After he had been presented to the Queen by the Duchess of Sutherland, and had played at Court, he daily received invitations from the first families, and became, finally, a noted favourite. The late evening parties, the want of sleep, and the wear and tear of salon life, were very injurious to his weak constitution, and quite opposed to the doctorsʼ orders. For the sake of quiet he accepted an invitation to Scotland, but, as might have been expected, the climate was too severe for him. The prevalent mists, so trying to nervous temperaments, affected his spirits, and induced that melancholy which had often troubled him in early years, and become infused into his earnest and wildly romantic compositions. He writes from Scotland to his friend Grzymala:—

VISIT TO SCOTLAND. “I have played at a concert in Glasgow before all the haute volée. To-day I feel very much depressed. Oh, this fog! Although the window at which I am writing commands the same beautiful prospect with which, as you will remember, Robert Bruce was so delighted—Stirling Castle, mountains, lakes, a charming park, in a word the most splendid view in Scotland—I can see nothing except when the sun breaks momentarily through the mist. If it would but do this a little oftener! I shall soon forget Polish, and speak French like an Englishman, and English like a Scotchman.

“If I do not write you a Jeremiade it is not because I mistrust your sympathy, but because you only know everything; and if I once begin I shall go on complaining for ever, and always in the same strain. But, no, I am wrong in saying it is always the same, for I grow worse every day. I feel weaker and weaker and cannot compose, not for want of inclination, but from physical causes, and besides I am in a different place every week. But what am I to do? I must at least lay by something for the winter.”

Despite the kindness and the hospitable welcome which he received from two Scotch ladies, sisters, one of whom, Miss J. W. Stirling, had been his pupil, he did not enjoy his visit, and sometimes longed for wings that he might fly back to France. I quote again from his letter to Grzymala:—

“I am quite incapable of doing anything all the morning, and when I am dressed I feel so exhausted that I am obliged to rest. After dinner I have to sit two hours with the gentlemen, listen to their conversation, and look on while they drink. I feel ready to die with weariness, and think of other things all the time till I go into the drawing-room, when I have to use all my efforts to rouse myself, for everybody is curious to hear me play. After this, my good Daniel carries me upstairs, undresses and puts me to bed; he leaves the light burning, and I am once more at leisure to sigh and dream, and look forward to passing another day in the same manner. If I ever arrange to do anything I am sure to be carried off in another direction, for my Scotch friends—although with the best intentions in the world—give me no rest. They want to introduce me to all their relations; they will kill me with their kindness, but for mere politenessʼ sake I must put up with it all.”

Witty men never quite lose their sense of humour, and a gleam of cheerfulness, a spark of his former brilliant esprit, would now and then shine forth amid his melancholy. He describes going to the opera in London when Jenny Lind made her débût, and the Queen appeared in public for the first time after a long retirement. He says, “I was very much impressed, especially by old Wellington, who, as a valiant protector of monarchy, sat in front of his sovereign, like a faithful watch-dog guarding his lordʼs castle. I have made the acquaintance of Jenny Lind; she is from Sweden, and is quite an original.”

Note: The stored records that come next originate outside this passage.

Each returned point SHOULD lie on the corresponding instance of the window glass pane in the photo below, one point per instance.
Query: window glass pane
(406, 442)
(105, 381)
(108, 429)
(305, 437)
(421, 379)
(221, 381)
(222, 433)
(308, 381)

His ennui, however, increased. He wrote to Grzymala:—

“I am going to Manchester where there is to be a grand concert, and I am to play twice without orchestral accompaniment. Alboni is also to perform, but I take no interest in this or anything else. I shall just sit down and play, and what I shall do afterwards I do not yet know. If I were only sure of not being ill if I spent the winter here.”

In another letter he complains that he is feeling ill, but has to play at a concert, and he commissions his friend in Paris to look out for a suitable residence. He adds, “why I should trouble you with all this I do not know, for I really do not care about anything. But I must think about myself, so I ask you to help me in doing so.” Then comes a reference to the unhappy love which he cannot forget: “I never yet cursed anyone, but I am now so overwhelmed by the weariness of life, that I am ready to LAST LETTER FROM ENGLAND.curse Lucrezia. But there is pain in this too, which is all the worse as one grows older in wickedness every day.” He finishes by saying, “It is no good their troubling about me at home. I cannot be more wretched than I am, and there is no chance of my being less so. In general I feel nothing and await my end with patience.” And indeed the end was not far off. In his last letter from England he writes:—

“On Thursday I am to leave terrible London. In addition to my other ills I have got neuralgia. Tell Pleyel to send me in a piano on Thursday evening, and have it covered; buy a bunch of violets to make the room smell sweet.[44] I should like when I return to find some books of poetry in my bedroom to which I shall, probably, be confined for some time. So on Friday evening I hope to be in Paris; a day longer here, and I should go mad or die. My Scotch lady friends are good, but very wearisome. They have made so much of me that I cannot easily get quit of them. Let the house be thoroughly warmed and well dusted. Perhaps I may get well again.”